Qu’en est-il de la réhabilitation du nucléaire opérée à la COP28 ? La France peut-elle en profiter, aussi bien pour son marché intérieur que pour l’exportation ? Notre savoir-faire en la matière est-il toujours à niveau ?
C’est évident que l’énergie nucléaire, l’énergie la plus bas-carbone qui existe, doit être considérée comme l’un des outils de la défossilisation de nos systèmes énergétiques. Et la France a raison de le rappeler et de porter ce flambeau lors de la COP28, avec d’autres pays. Mais il ne faut pas non plus faire croire que c’est la solution miracle. D’abord parce que c’est une énergie électrique et l’énergie consommée par la planète ne sera jamais exclusivement électrique, même si l’électrification de nombreux usages va nécessiter inéluctablement une augmentation importante de la production électrique. Ensuite, parce que ces technologies nucléaires, complexes, ne sont maîtrisées que par un nombre limité de pays, comme la France, les États-Unis, la Chine, etc., et qu’il est exclu que les réacteurs nucléaires prolifèrent dans n’importe quel pays. Pour ce qui est de la France, elle a la chance de disposer d’une industrie électronucléaire de très haut niveau et, même si des décisions politiques anti-nucléaires désastreuses prises au cours des 20 dernières années, ont conduit à une perte significative de substance et de compétences, les nouvelles perspectives aujourd’hui ouvertes (prolongation des réacteurs, construction de nouveaux réacteurs) conduiront à redonner des moyens à cette industrie et à assurer, en partie, une souveraineté énergétique absolument indispensable.

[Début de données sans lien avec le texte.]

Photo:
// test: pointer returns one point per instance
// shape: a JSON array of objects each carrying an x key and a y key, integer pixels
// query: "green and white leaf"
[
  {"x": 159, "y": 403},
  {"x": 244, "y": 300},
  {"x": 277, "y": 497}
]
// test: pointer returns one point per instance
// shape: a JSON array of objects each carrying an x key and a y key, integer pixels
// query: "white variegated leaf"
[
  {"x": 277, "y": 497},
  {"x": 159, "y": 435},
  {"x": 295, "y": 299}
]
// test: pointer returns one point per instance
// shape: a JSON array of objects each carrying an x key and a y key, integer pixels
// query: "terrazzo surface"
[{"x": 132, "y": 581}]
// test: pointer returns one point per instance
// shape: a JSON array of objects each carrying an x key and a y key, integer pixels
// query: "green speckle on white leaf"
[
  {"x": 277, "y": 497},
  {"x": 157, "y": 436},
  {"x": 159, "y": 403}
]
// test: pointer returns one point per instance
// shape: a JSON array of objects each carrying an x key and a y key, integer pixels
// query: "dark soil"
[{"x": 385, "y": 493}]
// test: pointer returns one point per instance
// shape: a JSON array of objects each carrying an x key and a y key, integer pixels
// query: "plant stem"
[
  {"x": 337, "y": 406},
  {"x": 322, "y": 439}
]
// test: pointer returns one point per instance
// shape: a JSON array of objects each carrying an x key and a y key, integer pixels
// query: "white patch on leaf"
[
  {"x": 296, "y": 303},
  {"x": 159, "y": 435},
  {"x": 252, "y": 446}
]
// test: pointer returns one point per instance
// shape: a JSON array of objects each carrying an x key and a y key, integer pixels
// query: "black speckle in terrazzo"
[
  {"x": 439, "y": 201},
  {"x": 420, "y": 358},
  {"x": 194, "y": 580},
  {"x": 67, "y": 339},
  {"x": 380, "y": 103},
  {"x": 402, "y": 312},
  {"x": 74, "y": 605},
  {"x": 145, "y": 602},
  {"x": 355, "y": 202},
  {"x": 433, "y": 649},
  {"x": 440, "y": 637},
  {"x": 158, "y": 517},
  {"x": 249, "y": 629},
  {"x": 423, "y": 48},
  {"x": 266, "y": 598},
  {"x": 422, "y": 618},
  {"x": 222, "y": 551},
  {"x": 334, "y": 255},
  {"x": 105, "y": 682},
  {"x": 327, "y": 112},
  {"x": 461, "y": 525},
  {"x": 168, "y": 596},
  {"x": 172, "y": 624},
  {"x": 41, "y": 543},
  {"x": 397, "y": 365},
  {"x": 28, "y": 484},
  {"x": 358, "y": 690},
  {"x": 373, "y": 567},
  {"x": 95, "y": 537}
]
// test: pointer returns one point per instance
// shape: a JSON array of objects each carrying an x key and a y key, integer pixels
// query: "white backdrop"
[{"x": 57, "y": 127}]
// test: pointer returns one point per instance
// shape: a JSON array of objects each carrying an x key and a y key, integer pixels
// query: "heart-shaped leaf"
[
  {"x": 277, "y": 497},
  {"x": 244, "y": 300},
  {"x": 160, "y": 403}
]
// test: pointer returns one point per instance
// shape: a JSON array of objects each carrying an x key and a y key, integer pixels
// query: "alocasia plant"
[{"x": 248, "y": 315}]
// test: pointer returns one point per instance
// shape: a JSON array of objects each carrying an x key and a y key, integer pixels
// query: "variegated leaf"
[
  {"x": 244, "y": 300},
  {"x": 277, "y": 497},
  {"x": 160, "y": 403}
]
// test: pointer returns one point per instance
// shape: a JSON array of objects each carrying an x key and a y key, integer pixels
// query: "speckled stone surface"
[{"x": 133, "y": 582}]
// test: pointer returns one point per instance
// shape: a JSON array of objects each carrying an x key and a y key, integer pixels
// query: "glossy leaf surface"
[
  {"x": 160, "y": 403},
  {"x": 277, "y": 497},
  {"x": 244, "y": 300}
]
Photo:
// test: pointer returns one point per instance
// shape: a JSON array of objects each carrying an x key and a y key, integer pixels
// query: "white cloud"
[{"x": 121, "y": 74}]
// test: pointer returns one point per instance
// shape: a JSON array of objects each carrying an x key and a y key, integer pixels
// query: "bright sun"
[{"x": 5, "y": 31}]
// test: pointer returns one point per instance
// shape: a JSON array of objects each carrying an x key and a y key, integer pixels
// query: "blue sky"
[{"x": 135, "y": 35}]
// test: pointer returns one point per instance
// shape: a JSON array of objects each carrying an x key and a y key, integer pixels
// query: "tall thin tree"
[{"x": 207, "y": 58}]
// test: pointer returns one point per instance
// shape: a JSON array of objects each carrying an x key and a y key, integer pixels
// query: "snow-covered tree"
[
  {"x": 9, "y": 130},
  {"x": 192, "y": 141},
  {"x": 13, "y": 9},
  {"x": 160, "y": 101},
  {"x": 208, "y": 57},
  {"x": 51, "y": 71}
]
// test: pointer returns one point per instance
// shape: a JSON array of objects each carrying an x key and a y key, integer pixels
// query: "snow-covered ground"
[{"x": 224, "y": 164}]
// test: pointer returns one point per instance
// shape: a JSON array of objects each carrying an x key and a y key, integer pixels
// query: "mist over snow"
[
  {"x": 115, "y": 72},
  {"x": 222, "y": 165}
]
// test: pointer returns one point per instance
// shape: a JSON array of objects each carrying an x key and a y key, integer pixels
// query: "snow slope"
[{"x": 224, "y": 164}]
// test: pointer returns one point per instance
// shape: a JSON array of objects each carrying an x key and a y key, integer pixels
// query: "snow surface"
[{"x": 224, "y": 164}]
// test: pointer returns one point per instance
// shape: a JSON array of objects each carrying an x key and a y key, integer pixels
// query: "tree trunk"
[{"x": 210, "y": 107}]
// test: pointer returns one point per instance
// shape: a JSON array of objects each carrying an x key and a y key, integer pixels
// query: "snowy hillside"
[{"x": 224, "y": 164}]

Que pensez-vous de la façon dont les politiques et les médias parlent de la question climatique : le ton et le fond vous semblent-ils bien ajustés à ce que l’on sait scientifiquement ?
Chacun fait comme il peut face à une question aussi complexe que le changement climatique et la transition énergétique et environnementale à mettre en œuvre. Il est de bon ton et trop facile de trouver des boucs émissaires, politiques, médias, entreprises, etc. On peut regretter qu’en effet, les connaissances scientifiques soient si peu partagées par les décideurs politiques et économiques et les journalistes, mais ces connaissances sont devenues tellement denses qu’on peut difficilement le leur reprocher. Le citoyen lui-même n’est pas mieux armé, et pourtant il en parle aussi de la question climatique, naturellement, d’ailleurs encore plus aujourd’hui qu’hier à travers les réseaux sociaux. C’est une question majeure : comment mener démocratiquement des politiques pertinentes et rationnelles dans un contexte de complexification croissante des systèmes à transformer ?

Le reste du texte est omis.